From 1994 through ’96, five current NFL general managers worked in the Green Bay Packers’ front office.
In retrospect, John Dorsey, John Schneider, Reggie McKenzie, Ted Thompson and Scot McCloughan were part of an uncommonly strong scouting staff working for former GM Ron Wolf as he rebuilt the Packers into Super Bowl champions.
A member of the team’s football staff at the time recently looked back on those days and described each of the scouts in a nutshell.
Dorsey was the hardest working of the group; Schneider the boldest; McKenzie skilled all around but the least outwardly opinionated; Thompson was organized and inscrutable.
And McCloughan, whose Washington team hosts the Packers on Sunday in the wild-card round of the NFL playoffs? The best pure talent evaluator.
That’s no small statement considering the overall success of the group – four of the five are in the playoffs this season.
“I’ve always been a big fan (of McCloughan),” the former Packers football staffer said. “I’m glad to see him get an opportunity. You see what he did in San Francisco, that was an impressive team they built.
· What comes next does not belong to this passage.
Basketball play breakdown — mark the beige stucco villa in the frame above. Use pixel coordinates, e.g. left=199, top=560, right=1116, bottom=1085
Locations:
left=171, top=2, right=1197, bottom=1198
This year he gets (Washington) in the playoffs the first year. Good for him. You have to give him credit.”
McCloughan in fact has built a long history as a first-rate evaluator, though his career has been sidetracked twice because of alcohol issues.
He first learned scouting informally as a youngster while watching video and discussing players with his father, Kent, who was a player in the AFL with the Oakland Raiders and later a long-time scout with the team.
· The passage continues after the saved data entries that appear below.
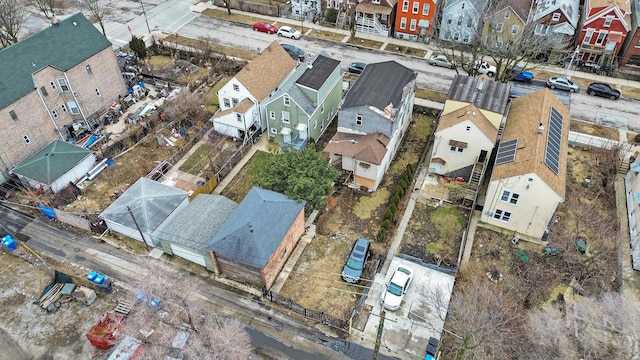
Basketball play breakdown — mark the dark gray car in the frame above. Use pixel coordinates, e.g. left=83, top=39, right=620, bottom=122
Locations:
left=341, top=238, right=370, bottom=283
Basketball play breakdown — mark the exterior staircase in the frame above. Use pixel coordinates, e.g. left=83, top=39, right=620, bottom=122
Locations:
left=449, top=157, right=489, bottom=208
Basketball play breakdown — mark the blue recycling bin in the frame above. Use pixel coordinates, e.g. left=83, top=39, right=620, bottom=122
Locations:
left=1, top=235, right=17, bottom=251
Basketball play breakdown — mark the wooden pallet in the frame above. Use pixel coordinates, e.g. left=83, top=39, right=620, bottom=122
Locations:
left=40, top=283, right=64, bottom=309
left=113, top=300, right=133, bottom=316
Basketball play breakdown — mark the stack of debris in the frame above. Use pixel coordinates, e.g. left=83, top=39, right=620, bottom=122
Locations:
left=86, top=312, right=126, bottom=349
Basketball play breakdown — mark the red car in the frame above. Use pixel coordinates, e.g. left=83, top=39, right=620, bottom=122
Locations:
left=252, top=22, right=277, bottom=34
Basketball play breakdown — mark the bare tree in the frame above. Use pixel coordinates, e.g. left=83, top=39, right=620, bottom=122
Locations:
left=0, top=0, right=26, bottom=48
left=163, top=90, right=206, bottom=129
left=31, top=0, right=56, bottom=19
left=77, top=0, right=112, bottom=36
left=527, top=292, right=640, bottom=360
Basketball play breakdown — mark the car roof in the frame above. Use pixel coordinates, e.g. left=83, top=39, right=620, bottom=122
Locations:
left=391, top=267, right=411, bottom=284
left=355, top=237, right=370, bottom=247
left=280, top=26, right=292, bottom=30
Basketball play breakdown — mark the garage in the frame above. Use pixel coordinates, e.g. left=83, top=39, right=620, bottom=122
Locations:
left=170, top=244, right=206, bottom=267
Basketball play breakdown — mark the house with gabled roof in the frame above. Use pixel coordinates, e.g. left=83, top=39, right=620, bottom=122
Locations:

Scot, though, didn’t come to NFL scouting until after a four-year career as a minor-league baseball player. Kent was close friends with Wolf and in 1994 recommended his son as a possible scout. So Wolf put Scot through the standard interview: He gave him video of four or five players and had him write up reports.
“He did an excellent job in that little test,” Wolf said Wednesday.
McCloughan probably isn’t as well known to Packers fans as the other GMs the franchise has produced, mainly because he wasn’t with the team long enough to rise to a high front-office post.
He was an area college scout from 1994 to '99 – one of his early big finds was guard Adam Timmerman in the 1995 draft. Then in 2000, Thompson brought him to the Seattle Seahawks as director of college scouting.
When the Packers hired Thompson as GM in 2005, a source told me at the time that Thompson badly wanted to bring back McCloughan with him. But San Francisco 49ers coach Mike Nolan, who had total control of the team’s football operations, already had hired McCloughan to run his personnel department.
Three years later, McCloughan was promoted to GM. In the five years he ran either the personnel department or entire football operations, McCloughan built much of the core of the 49ers team that from 2011 through '13 went 36-11-1, played in two NFC championships and one Super Bowl. He drafted eight of the starters from the 49ers’ 2012 Super Bowl team, including Pro Bowlers Frank Gore, Joe Staley, Patrick Willis and Dashon Goldson.
“Just look where he’s been,” Wolf said. “Those teams win. Not only do they win, they go to the big game. San Francisco goes to the (NFC) championship game (two) consecutive years after he left. There’s another guy parading around taking credit for it, but it’s really Scot McCloughan’s team in essence.”
McCloughan wasn’t there to reap the rewards with the 49ers because he went to rehab and eventually was fired after the ’09 season because of alcohol abuse. In ’10, Schneider hired him as a senior adviser with the Seahawks but then let him go after the ’13 season because of alcohol consumption.
In 2014, McCloughan started a scouting service and was hired by multiple NFL teams as a draft consultant. Then last January, Washington called looking for a GM.
McCloughan’s first draft with Washington already looks promising, with three players contributing significantly to the team’s 9-7 record and title in the weak NFC East: First-round pick Brandon Scherff is a starting guard, second-round pick Preston Smith is second on the team in sacks (eight), and fourth-round pick Jamison Crowder ranks No. 2 on the team in receptions (59).
It’s a surprisingly strong start for a franchise that has been in perpetual disarray during Dan Snyder’s ownership, which dates to 1999. Snyder at least so far has given McCoughan control of the football operations, and if McCloughan can keep his issues with alcohol at bay, you at least know one thing: Washington will have plenty of talent on its roster in the coming years.
“Scot was very steady,” the former Packers staffer said. “When you asked him about a player, he was very consistent in his message, he didn’t waver. He was a hard guy to take out. Not stubborn, but when he gave his opinion he stuck with it, didn’t back off.”